Having spent the last six and a half years watching the evolutions of both iPods and their cases, we feel very strongly that case makers should be discouraged from making old-fashioned flip-style cases for video-ready iPods. As nice as these cases may sometimes look, they use lids that by default preclude access to the iPods’ screens and controls, which have become increasingly important over time, and needn’t be completely covered. But on extremely rare occasion, a company does a flip-style case so interestingly that we like it anyway. Case Logic’s new Folio cases for iPod nano and iPod touch ($35 each) are such cases; they differ in rating only because of the iPod nano version’s high price relative to other iPod nano cases of its type.
Folio’s design relies on three materials that work extremely well together: leather, suede, and metal. The frame of each case consists of two pieces of thin but hard metal, each sculpted with rounded 90-degree angles to cover three or four of the iPod’s surfaces. A front half has a screen and control-covering flap, plus smaller pieces for the iPod’s top and bottom.
The back half covers the iPod’s entire rear and sides, with a tiny tab on its bottom. Indentations in that tab and the bottom of the front flap fit together, locking the case closed; the iPod slips into the soft suede interior and is held in place but the sculpted metal frame.

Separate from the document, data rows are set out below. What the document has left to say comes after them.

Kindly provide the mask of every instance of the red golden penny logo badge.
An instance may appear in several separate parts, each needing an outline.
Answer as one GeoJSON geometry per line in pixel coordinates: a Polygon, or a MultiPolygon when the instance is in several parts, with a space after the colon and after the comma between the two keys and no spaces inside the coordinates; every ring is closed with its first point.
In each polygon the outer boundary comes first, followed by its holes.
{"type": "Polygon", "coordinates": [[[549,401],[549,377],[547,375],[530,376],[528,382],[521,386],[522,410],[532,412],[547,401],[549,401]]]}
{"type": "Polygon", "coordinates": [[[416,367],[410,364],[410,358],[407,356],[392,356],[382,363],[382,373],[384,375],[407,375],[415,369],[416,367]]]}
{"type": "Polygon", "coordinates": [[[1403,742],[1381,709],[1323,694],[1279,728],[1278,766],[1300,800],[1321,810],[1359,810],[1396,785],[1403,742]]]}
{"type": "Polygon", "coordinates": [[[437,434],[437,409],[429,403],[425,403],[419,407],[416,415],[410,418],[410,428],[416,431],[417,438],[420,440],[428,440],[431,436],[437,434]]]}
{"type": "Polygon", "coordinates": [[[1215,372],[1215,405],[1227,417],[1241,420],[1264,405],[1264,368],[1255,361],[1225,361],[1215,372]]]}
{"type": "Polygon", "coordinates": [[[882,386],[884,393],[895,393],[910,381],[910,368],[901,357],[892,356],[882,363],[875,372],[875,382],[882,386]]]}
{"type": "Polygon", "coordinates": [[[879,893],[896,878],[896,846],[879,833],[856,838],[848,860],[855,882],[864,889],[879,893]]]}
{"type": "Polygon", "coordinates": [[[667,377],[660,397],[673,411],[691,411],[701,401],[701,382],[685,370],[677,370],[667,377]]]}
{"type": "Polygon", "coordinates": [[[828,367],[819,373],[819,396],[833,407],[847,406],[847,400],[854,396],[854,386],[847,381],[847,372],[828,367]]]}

Simply put, it’s Case Logic’s material choices that make the Folio cases work so well. Because the cases are built with metal rather than cardboard, they’re thin but sturdy, and because leather is used on the outside, they look decidedly classy—as good or better than the infamously overpriced Apple iPod Leather Cases released a couple of years ago. They protect every part of the iPod except for its headphone port, which in each case is exposed enough for connection to virtually any headphone plug you may be using. Flipping the case open, which can be a hassle with cases that have Velcro tabs, snaps, or floppy lids, is easy here—all you have to get over is the inconvenience of not having each iPod’s face accessible all the time. While this isn’t a great case for frequent iPod video viewers, those looking for slim, hard protection for a music player will really like it.
And the iPod touch’s Wi-Fi isn’t noticeably impacted by the metal here, either.
Having said that, the Folio cases we tested did have a few issues, some common to leather cases and others not. Like most nice leather cases we’ve seen, these cases do show scratches, even if you run a fingernail over them. They are also incompatible with Universal Docks, requiring you to remove your iPod or just use a cable for charging and synchronization. And unlike most leather cases, one of our review samples arrived with some light blemishes on the back, which thankfully could be rubbed out with a little moisture. The only other issue is coloration. Leather case makers tend to offer black cases with neutrally colored interiors so as not to offend color-sensitive users, then offer a few other external color options if possible to win over people who want choices other than black.